Most of the registries used personal identifiers as it is required during record linkage within and between databases and to ensure completeness of recruitment. Hence, data confidentiality becomes an integral part of registries especially when it has personal identifiers. Data confidentiality ideally should be reversibly anonymised so as to minimise risk of disclosure of patient identities but maximise potential use of data.7 In the registries we surveyed, 65% fulfilled this criterion. This can be explained by the fact that most registries in Malaysia have requested assistance from 1 organisation i.e. Clinical Research Centre (CRC) during its set up. CRC imposes strict criteria on data confidentiality and data security. It imposes stringent information security policies and procedures in controlling access, disclosure control, monitoring access logs, physical protections and data handling. Since we do not have a Malaysian Data Protection Act yet, the security measures taken were done in compliance with the United States (US)8 and European Standards.9,10 Therefore, the robust security measures found are to be expected. CRC also plays a role in providing dedicated specialised support to assist clinicians in establishing and maintaining uniform and standardised methods for patient registries. It is what has been recommended for registries in the UK.7 Currently, funding of all registries is mainly through a special Registry Grant generously set aside by the Deputy Director General (Research & Technical Support) MOH Malaysia. It would be ideal if more professional bodies and other sectors involve themselves in co funding of patient registries. It would lead to long term financial viability and stability.

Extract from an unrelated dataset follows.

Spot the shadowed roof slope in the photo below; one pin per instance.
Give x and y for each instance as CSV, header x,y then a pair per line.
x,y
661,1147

The registry outputs found here are acceptable as more than 52% of registries are less than 2 years old. Most registries are able to produce reports only after their second year of establishment.
This study used the NMRR to obtain the number of registries in the country. The NMRR was introduced in 2007 under the directive of the Director General of Health which states all research have to be registered. This may not be all encompassing because there may be independent registries that might have been started earlier on and missed registration. Some may also perceive that patient registry is not research and hence do not need NMRR registration. Also, private sector registries may not feel the need to register themselves if public sector data is not used. Thus, most of this study’s findings are limited to public sector registries. The questionnaires are self administered therefore open to possible bias in reporting from the administrators.
The quality of registries in Malaysia is of a similar standard and is mainly due to the standardized criteria they fulfil prior to the development of a registry. Despite registries amazing potential for the future of patients in the country, the benefits of many registries are still in its infancy. It is recommended that more clinicians and researchers involve themselves in patient registries to enhance and attain its full potential.
ACKNOWLEDGEMENTS
We would like to thank registry managers and administrators who responded to this survey.